Es muy habitual que los productos
audiovisuales nos muestren a los adolescentes como seres desnortados y desde
una mirada entre paternalista y complaciente. En los últimos años han
proliferado las series de televisión y las películas en las que, sin apenas
matices, nos los muestran entregados sin mesura a mil placeres (sobre todos
sexuales) y como fieles reproductores de estereotipos que algunos creíamos
superados. Sirvan como ejemplo las adaptaciones cinematográficas de las
novelitas de Federico Moccia o la más reciente y exitosa serie española Élite, un buen ejemplo de artefacto bien
manufacturado y perversamente atractivo. Justamente por ello, me ha sorprendido
gratamente una serie emitida en la plataforma Netflix y cuyo título, Sex education, es ya toda una
declaración de intenciones.
La serie, en la que vemos a
chicos y a chicas jóvenes que no se comportan como si fueran adultos en
miniatura ni como seres de infancias alargadas, tiene el gran mérito de, con un
guion impecable y un humor inteligente, hacer una radiografía de las nuevas
generaciones y, de paso, de nosotros mismos. Poniendo el foco en las relaciones
afectivas y sexuales, y con ellas también en la búsqueda de identidad en unas
edades plagadas de dilemas, Sex education
tiene la valentía de hacer visible lo que en gran medida sigue siendo
invisible. Es decir, aquello de lo que no sea habla, o se habla lo mínimo, y
que no forma parte todavía hoy del currículo educativo de unos chicos y de unas
chicas que se están maleducando en los vicios del amor romántico y en los
excesos machistas del porno. La serie de Netflix nos plantea cómo también la
educación sexual y afectiva debería ser parte de la educación para la
ciudadanía. Entre otras cosas, porque en ella está una de las claves para
superar esas relaciones tóxicas en las que los más jovencitos continúan
enganchados: el amor es un candado y el dominio nos erotiza (sobre todo, a
nosotros, es decir, a los tíos). Dos ejes sobre los que en pleno siglo XXI se
sigue sustentando una cultura machista en la que lo personal tiene una
dimensión política.
No se trata, como a veces señalan
algunas voces críticas, de abrazar una especie de cruzada puritana y moralista.

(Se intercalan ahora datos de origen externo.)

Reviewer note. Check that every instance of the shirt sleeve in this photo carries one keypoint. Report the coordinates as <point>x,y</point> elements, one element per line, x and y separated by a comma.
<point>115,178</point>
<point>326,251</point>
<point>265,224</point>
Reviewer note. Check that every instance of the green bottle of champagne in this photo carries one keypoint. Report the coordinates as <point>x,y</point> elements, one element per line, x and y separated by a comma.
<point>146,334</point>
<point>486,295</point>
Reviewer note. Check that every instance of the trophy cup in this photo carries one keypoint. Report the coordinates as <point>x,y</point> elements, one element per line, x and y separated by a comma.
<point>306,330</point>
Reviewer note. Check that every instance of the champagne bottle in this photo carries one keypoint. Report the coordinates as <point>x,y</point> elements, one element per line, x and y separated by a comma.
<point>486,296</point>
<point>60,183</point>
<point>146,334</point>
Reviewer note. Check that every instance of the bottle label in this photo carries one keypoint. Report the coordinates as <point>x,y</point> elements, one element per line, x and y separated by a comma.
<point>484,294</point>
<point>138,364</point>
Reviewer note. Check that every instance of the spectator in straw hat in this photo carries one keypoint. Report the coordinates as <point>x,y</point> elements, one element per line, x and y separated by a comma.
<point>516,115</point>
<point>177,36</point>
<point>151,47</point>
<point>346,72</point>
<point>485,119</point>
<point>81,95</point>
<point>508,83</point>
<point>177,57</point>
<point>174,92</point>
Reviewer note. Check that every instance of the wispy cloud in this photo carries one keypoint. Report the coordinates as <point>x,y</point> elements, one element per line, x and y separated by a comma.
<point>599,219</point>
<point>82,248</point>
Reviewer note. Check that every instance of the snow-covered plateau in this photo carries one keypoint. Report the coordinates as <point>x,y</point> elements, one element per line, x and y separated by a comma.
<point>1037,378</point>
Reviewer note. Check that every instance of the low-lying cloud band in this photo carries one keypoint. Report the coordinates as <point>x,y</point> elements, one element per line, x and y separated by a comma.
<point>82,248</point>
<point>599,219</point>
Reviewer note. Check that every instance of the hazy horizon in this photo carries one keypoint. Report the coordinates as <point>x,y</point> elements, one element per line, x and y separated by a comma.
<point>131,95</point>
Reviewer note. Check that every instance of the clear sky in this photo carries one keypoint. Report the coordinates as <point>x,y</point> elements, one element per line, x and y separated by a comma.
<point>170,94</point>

Al contrario, y como bien nos muestra Sex
education, que no renuncia a plantear cuestiones como el aborto o la
homofobia, hablamos de vivir la alegría de los cuerpos con empatía y con
responsabilidad, desde el reconocimiento del otro y de la otra, sin prejuicios
castradores y con la sensatez suficiente para que nada ni nadie nos agüe la
fiesta. Se trata de conocer al máximo nuestras pieles y potencialidades, de
asumir con ánimo positivo nuestras contradicciones y dudas, de entender al fin
que el sexo es una conversación y no una competición. Una conversación que
lógicamente es imposible si una de las partes asume las riendas y niega la voz
de la otra, lo cual es muy habitual, sin ir más lejos, en el porno que chicos y
chicas ven en su móvil o en su tableta. El que alimenta manadas e incluso la
cultura de la violación, el que insiste en presentarnos a las mujeres como
seres permanente y absolutamente disponibles.
No creo que la mejor manera de
luchar contra el machismo y la violencia tan presentes en los imaginarios
colectivos sea prohibir o censurar determinados productos. Al contrario,
tenemos que levantar el velo que sigue ocultando nuestros deseos, generas
espacios de comodidad y (re)educarnos todas y todos en la maravillosa
pluralidad de nuestros cuerpos y deseos. Felices todas y todas de disfrutar de
unos cuerpos que, como bien dijo Eduardo Galeano, no son ni una mercancía ni un
pecado, sino más bien una fiesta en la que nadie debería quedarse sin bailar.
PUBLICADO EN EL NÚMERO DE ABRIL DE 2019 DE LA REVISTA GQ.